I don’t know why I care, but I do. The last time I saw him, it was through a window, when I told him to go to hell. I wouldn’t give him a chance to explain. Maybe he would have admitted to everything, and I would have turned my attention back to Jace. Maybe this wouldn’t be happening right now.
“You set him up. Everything in his apartment.”
“Just her phone and the vase. The creepy ‘Celine’ box of pictures and panties was all him.”
“And the phone call?”
“People will agree to do just about anything when they think it may save their life. You wouldn’t believe how many of those manufactured fake dragon vases are out there. I started looking for one as soon as I realized you had Celine’s paper records, just in case I needed a decoy. And now, when this story hits the news, everyone is going to be checking their mother’s closet for a fifty-million-dollar vase.”
Fifty million dollars. “Is that what you think it’s worth?”
“That’s what the private collector who has the other one is willing to pay me, in cash, if we avoid auction houses. That Asian appraiser friend of Celine’s helped me locate him. Of course now I’ll have to wait awhile, and use an anonymous front man for media purposes, and give that person a cut, too. I can’t have my name tied to this after you’ve had your PI all over me. It’ll raise too many questions.”
“Where’s the vase now?”
“In a hidden safe in my office.”
I missed that entirely. “So you knew it was Grady who blackmailed you all along?” Where the hell is Grady right now? Did Jace pump him full of drugs, too? My eyes graze over his knuckles, bruised and raw. He said that was from boxing. I’m guessing that was a lie.
We’ve fallen into a strange, calm conversation now, like two friends in the dark and quiet night, as the drugs course through me. He seems almost relieved. It probably has something to do with confessing all of his crimes to a soon-to-be dead woman. “Not until I read Celine’s diary. I was waiting for him to come back to me, to threaten me again. I wasn’t going to do anything otherwise. With Celine dying, if something happened to him, it might raise suspicions. So I kept my distance and hoped it would all dissipate. Then you came along and ruined everything.

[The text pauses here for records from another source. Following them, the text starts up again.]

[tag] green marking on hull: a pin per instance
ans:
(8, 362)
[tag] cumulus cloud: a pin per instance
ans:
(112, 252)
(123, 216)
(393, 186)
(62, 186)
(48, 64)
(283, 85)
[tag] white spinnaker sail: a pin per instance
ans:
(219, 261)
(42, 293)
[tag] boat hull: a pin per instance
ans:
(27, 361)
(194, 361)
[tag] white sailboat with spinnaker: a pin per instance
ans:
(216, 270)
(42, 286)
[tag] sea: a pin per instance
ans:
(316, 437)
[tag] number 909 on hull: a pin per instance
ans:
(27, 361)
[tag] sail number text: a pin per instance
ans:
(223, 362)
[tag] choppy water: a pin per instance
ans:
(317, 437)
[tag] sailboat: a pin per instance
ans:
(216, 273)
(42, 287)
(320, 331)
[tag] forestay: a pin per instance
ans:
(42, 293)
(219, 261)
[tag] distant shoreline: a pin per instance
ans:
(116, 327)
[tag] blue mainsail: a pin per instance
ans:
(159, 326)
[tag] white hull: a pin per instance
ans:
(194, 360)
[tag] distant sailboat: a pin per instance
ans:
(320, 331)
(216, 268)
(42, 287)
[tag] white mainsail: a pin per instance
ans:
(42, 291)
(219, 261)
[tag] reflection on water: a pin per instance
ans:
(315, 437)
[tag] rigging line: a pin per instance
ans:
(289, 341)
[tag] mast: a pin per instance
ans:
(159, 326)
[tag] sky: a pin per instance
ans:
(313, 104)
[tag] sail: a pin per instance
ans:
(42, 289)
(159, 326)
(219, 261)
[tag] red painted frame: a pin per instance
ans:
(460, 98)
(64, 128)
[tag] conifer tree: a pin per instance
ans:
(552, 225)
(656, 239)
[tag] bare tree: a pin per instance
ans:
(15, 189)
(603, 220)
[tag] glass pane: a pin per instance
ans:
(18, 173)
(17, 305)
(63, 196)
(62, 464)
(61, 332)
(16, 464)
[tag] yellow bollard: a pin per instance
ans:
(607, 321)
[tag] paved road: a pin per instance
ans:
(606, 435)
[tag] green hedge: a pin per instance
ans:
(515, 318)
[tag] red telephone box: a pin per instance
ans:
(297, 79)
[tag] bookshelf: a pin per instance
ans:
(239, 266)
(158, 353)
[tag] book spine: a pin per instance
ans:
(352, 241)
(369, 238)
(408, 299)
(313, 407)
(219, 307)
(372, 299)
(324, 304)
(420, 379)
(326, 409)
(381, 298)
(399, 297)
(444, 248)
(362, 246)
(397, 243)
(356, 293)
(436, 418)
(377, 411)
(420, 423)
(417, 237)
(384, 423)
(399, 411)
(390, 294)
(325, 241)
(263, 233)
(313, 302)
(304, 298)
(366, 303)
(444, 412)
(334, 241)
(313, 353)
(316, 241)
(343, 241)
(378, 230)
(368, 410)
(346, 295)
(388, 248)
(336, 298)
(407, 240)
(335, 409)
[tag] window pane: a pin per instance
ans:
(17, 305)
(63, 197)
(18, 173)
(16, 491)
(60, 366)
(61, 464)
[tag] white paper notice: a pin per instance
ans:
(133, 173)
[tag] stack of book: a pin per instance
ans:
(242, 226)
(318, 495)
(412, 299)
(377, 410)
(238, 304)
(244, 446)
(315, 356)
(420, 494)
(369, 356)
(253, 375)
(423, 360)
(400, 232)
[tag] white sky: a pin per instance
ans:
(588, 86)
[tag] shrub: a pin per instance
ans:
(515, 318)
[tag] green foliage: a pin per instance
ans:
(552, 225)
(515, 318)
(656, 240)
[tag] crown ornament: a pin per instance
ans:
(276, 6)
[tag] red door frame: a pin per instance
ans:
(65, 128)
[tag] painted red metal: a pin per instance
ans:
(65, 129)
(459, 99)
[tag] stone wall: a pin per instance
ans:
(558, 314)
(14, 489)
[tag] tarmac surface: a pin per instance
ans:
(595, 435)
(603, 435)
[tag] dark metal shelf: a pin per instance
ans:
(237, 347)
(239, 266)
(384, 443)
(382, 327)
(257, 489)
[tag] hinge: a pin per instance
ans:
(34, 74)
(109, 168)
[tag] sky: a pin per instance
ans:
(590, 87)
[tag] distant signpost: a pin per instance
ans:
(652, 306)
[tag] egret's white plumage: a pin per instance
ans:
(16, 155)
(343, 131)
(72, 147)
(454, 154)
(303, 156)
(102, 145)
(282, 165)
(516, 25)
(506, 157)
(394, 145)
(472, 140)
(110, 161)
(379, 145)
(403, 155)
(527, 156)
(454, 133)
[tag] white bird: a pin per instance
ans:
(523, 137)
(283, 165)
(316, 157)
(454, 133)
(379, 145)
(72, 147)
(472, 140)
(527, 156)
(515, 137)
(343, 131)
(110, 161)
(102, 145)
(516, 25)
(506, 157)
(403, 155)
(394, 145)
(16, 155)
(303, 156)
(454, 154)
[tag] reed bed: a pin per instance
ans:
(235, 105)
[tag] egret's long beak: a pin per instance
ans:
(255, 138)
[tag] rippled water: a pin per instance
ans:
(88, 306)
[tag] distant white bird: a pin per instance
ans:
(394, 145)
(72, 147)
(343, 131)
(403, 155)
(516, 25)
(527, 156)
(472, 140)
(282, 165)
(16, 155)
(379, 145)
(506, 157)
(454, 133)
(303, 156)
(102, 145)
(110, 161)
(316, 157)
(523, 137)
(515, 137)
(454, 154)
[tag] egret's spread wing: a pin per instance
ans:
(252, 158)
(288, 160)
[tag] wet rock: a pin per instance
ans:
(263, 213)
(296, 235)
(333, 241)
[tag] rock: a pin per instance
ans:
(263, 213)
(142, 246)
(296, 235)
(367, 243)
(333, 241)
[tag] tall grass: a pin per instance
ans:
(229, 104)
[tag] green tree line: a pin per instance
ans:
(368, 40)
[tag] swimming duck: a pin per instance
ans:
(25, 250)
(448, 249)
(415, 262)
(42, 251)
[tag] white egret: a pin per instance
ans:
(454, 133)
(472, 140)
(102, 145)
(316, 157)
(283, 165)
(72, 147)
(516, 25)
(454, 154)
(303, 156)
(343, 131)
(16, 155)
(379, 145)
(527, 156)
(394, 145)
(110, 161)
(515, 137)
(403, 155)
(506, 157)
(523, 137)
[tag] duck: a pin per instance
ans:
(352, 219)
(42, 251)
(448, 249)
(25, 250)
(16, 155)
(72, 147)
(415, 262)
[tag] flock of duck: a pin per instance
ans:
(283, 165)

“I used you as an excuse to meet with him. I told him that I had information for him.” He smiles as he reaches into the ziplock bag and pulls out a few hairs. Holding them up to the light, I see the dark brown color.
Grady’s hair color.
Jace releases them and they float onto the floor next to the bed.
He’s planting evidence.
“That’s not going to be enough,” I argue, though I have no clue.